Blanche, with pink and blue, and feathers, and flowers, and trinkets
(that wondrous invention, a châtelaine, was not extant yet, or she
would have had one, we may be sure), and a shot silk dress, and a
wonderful mantle, and a charming parasol, presented a vision of
elegance and beauty such as bewildered the eyes of Mrs. Bolton, who
was scrubbing the lodge-floor of Shepherd's Inn, and caused
Betsy-Jane, and Ameliar-Ann to look with delight.

Blanche looked on them with a smile of ineffable sweetness and
protection; like Rowena going to see Ivanhoe; like Marie Antoinette
visiting the poor in the famine; like the Marchioness of Carabas
alighting from her carriage and four at a pauper-tenant's door, and
taking from John No. II., the packet of Epsom salts for the invalid's
benefit, carrying it with her own imperial hand into the sick
room--Blanche felt a queen stepping down from her throne to visit a
subject, and enjoyed all the bland consciousness of doing a
good action.

"My good woman! I want to see Fanny--Fanny Bolton; is she here?"

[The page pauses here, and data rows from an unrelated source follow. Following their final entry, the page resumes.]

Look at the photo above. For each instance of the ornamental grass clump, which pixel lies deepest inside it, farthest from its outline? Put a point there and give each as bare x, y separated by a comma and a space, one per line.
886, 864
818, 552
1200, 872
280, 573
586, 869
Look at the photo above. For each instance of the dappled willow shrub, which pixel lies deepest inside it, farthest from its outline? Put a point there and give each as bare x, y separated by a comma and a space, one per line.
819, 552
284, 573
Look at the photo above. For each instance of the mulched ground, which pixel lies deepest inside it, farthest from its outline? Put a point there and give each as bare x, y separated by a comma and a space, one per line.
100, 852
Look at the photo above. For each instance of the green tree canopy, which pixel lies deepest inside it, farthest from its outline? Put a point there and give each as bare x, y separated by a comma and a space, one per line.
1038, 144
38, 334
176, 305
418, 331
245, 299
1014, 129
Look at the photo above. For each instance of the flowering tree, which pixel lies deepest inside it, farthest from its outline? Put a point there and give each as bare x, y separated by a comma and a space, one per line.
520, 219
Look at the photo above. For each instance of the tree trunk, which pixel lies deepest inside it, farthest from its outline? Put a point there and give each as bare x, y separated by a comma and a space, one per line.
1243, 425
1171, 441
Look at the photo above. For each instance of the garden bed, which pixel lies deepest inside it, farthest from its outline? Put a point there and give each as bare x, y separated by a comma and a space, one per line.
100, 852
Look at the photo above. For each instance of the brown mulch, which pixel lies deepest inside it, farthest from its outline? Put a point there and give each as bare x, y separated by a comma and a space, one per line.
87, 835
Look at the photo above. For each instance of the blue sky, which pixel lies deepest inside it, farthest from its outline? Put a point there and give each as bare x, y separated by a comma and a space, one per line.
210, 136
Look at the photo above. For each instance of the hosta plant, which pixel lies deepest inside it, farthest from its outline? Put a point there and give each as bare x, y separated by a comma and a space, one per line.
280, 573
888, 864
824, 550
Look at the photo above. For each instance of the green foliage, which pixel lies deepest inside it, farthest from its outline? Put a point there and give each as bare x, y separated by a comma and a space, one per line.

Mrs. Bolton had a sudden suspicion, from the splendor of Blanche's
appearance, that it must be a play-actor, or something worse.

"What do you want with Fanny, pray?" she asked.

"I am Lady Clavering's daughter--you have heard of Sir Francis
Clavering? And I wish very much indeed to see Fanny Bolton."

"Pray step in, Miss--Betsy-Jane, where's Fanny?"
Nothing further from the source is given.